Но комендант только вздохнул.

— Прекрасно! Прекрасно…

Скорабковский вернулся в сваю заброшенную усадьбу, и, бродя в табачного цвета халате по пустым покоям, строил планы поимки злодея. Ненависть скряги к бродяге усиливалась с каждой минутой. Настичь, схватить, запереть и хоть немного утишить — стало первейшей потребностью его тесноватой души. В конце концов он решил использовать дьявольскую прямолинейность злодея, который имел обыкновение жертвы свои преследовать исключительно по прямой линии, — больше того — возжелал сыграть на его постоянно растущей, уже просто-таки непомерной наглости. Поистине, злодей настолько обнаглел, настолько привык обращать всех и каждого в бегство, что человека, не убегающего, а стоящего на месте, воспринимал как личное оскорбление. Поэтому Скорабковский велел своему лакею Ксаверию встать под дерево на ближайшем взгорке — а когда старый слуга исполнил приказ хозяина, тот внезапно набросил на него цепь — и приковал этой цепью к стволу. Затем собственноручно вырыл перед слугой глубокую яму, установил на дне ямы капкан и поспешно укрылся в доме. Смеркалось, Ксаверий долго смеялся над шуточками “паныча”, но когда взошла луна и осветила окрестность вплоть до далеких лесов на горизонте, слуга постепенно начал смекать, зачем его приковали к дереву на взгорке, почему безжалостно отдали на произвол ночного пространства. Завыли собаки — а из камышей донесся тоскливый зов разбойника, которым овладела одна из его степных ностальгий.
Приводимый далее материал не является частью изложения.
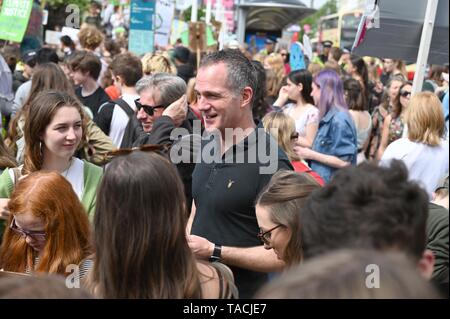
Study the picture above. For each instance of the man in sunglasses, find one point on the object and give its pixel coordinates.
(161, 108)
И раскатился по ночи истошный и страшный вопль: “Эх, Марыська, Марыська, Марысечка…” — унылый, хмельной, растерзанный, беспредельный, и, казалось, нет ему удержу и не будет. Первым — жестоко, дико, бесстрашно и неистово, выворачивая душу — начал выть разбойник, затем вой подхватили цепные псы — и следом робко, с опаской, в запертых на все запоры хатах принялись выть в форточки люди.